Aujourd’hui: Johnny Kidd and the pirates.
Né Frederick Heath dans le nord de Londres. Adolescent, il renverait dan je ne sais plus quel parc les chaises longues ou se reposaient les soldats américains avec leurs conquêtes d’un jour, ce qui ne l’empêcha pa plus tard de se pasionner pour les rythmes venus de l’autre côté de l’Atlantique, mais on y reviendra. Jeune adulte, il vécut de petits boulots et était si pauvre qu’il se peignait les pieds pour cacher les trous dans ses chaussettes. Puis, il fut saisi par le démon de la musique (ça y est, on y vient!). Heureusement. Entouré d’un groupe nommé les Pirates par leur maison de disque, il devint Johnny Kidd en hommage au célèbre capitaine. Lui et ses matelots auraient pu n’être qu’un gadget de studio.
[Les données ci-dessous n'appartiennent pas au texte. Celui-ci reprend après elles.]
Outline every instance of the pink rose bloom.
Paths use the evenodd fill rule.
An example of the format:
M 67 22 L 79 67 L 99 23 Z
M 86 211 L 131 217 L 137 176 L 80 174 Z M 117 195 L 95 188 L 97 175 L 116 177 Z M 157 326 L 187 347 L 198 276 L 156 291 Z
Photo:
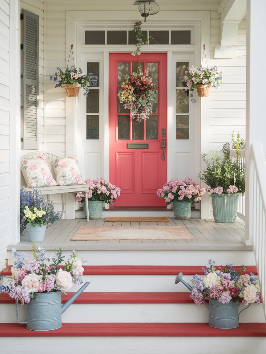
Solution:
M 63 270 L 61 268 L 55 276 L 55 281 L 59 290 L 68 290 L 73 285 L 72 277 L 70 273 L 69 272 Z
M 58 166 L 60 169 L 66 169 L 67 167 L 67 162 L 66 161 L 62 161 L 60 164 L 58 164 Z
M 26 275 L 21 282 L 22 287 L 29 292 L 37 292 L 38 291 L 40 283 L 41 280 L 40 275 L 37 275 L 34 273 L 31 273 Z

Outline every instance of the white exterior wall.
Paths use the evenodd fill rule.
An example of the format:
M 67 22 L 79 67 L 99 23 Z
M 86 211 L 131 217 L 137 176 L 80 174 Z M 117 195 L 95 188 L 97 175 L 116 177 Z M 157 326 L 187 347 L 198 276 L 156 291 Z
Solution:
M 136 7 L 133 6 L 131 1 L 125 3 L 119 0 L 116 4 L 118 2 L 120 11 L 135 11 Z M 47 0 L 46 4 L 46 149 L 52 153 L 63 156 L 66 150 L 66 94 L 63 89 L 55 88 L 49 78 L 54 75 L 57 67 L 65 67 L 66 57 L 68 57 L 68 49 L 66 53 L 66 48 L 65 11 L 96 11 L 103 9 L 105 11 L 114 11 L 115 7 L 112 2 L 107 0 L 99 4 L 90 1 L 74 4 L 71 0 L 59 4 Z M 245 133 L 245 58 L 213 59 L 214 47 L 220 41 L 220 15 L 217 11 L 219 5 L 219 1 L 209 3 L 204 0 L 193 4 L 193 8 L 185 1 L 177 4 L 172 0 L 167 5 L 160 4 L 161 13 L 169 10 L 210 11 L 211 42 L 205 44 L 207 50 L 208 46 L 210 49 L 212 59 L 208 64 L 218 66 L 222 71 L 223 78 L 222 86 L 217 90 L 212 89 L 210 95 L 211 149 L 220 148 L 225 142 L 231 141 L 233 130 L 236 132 L 239 130 L 241 137 L 244 137 Z M 138 16 L 136 20 L 141 19 Z M 245 24 L 245 20 L 243 20 L 239 26 L 239 43 L 244 41 Z M 195 65 L 200 64 L 195 63 Z
M 9 241 L 9 1 L 0 7 L 0 269 Z

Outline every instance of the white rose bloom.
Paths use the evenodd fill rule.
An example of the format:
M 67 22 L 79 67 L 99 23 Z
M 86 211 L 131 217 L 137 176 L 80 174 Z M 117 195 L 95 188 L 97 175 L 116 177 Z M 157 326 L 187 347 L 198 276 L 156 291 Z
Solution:
M 2 284 L 5 286 L 8 287 L 10 289 L 11 289 L 12 286 L 15 285 L 16 281 L 15 279 L 8 276 L 3 276 L 2 279 Z
M 249 303 L 253 304 L 256 301 L 257 289 L 253 284 L 247 287 L 244 291 L 244 300 Z
M 62 270 L 61 268 L 55 276 L 55 282 L 59 290 L 68 290 L 73 285 L 72 277 L 68 272 Z
M 80 261 L 78 260 L 73 262 L 72 269 L 74 270 L 77 270 L 79 272 L 79 270 L 82 268 L 82 264 Z
M 203 282 L 206 287 L 221 285 L 220 277 L 216 273 L 209 273 L 203 278 Z
M 35 273 L 26 275 L 21 282 L 21 285 L 29 292 L 37 292 L 38 291 L 41 276 Z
Il n’en fut rien. Car en plus d’être un excellent chanteur, Johnny Kidd savait trousser une chanson et donna au Rock anglais encore balbutiant son premier vrai classique « Shakin’ all over » en en 1960, lequel suivait « Please don’t touch », paru l’année précédente. Guitare saturée de réverbération, paroles au caractère érotique à peine voilé, rythme lancinant. Une bombe, et ce quatre ans avant les Rolling stones. Le titre ne rompait pas avec l’influence américaine mais possédait un cachet spécifique à l’île des angles qui allait ouvrir une porte dans laquelle beaucoup s’engouffrerait. Freakbeat, Hard Rock, Glam Rock, Pub Rock et même Punk. Lee Brilleaux et Wilko Johnson de Doctor Feelgood allaient revendiquer l’influence de l’homme au cache-oeil, les Who avaient « Shakin’ all over » dans leur répertoire de scène.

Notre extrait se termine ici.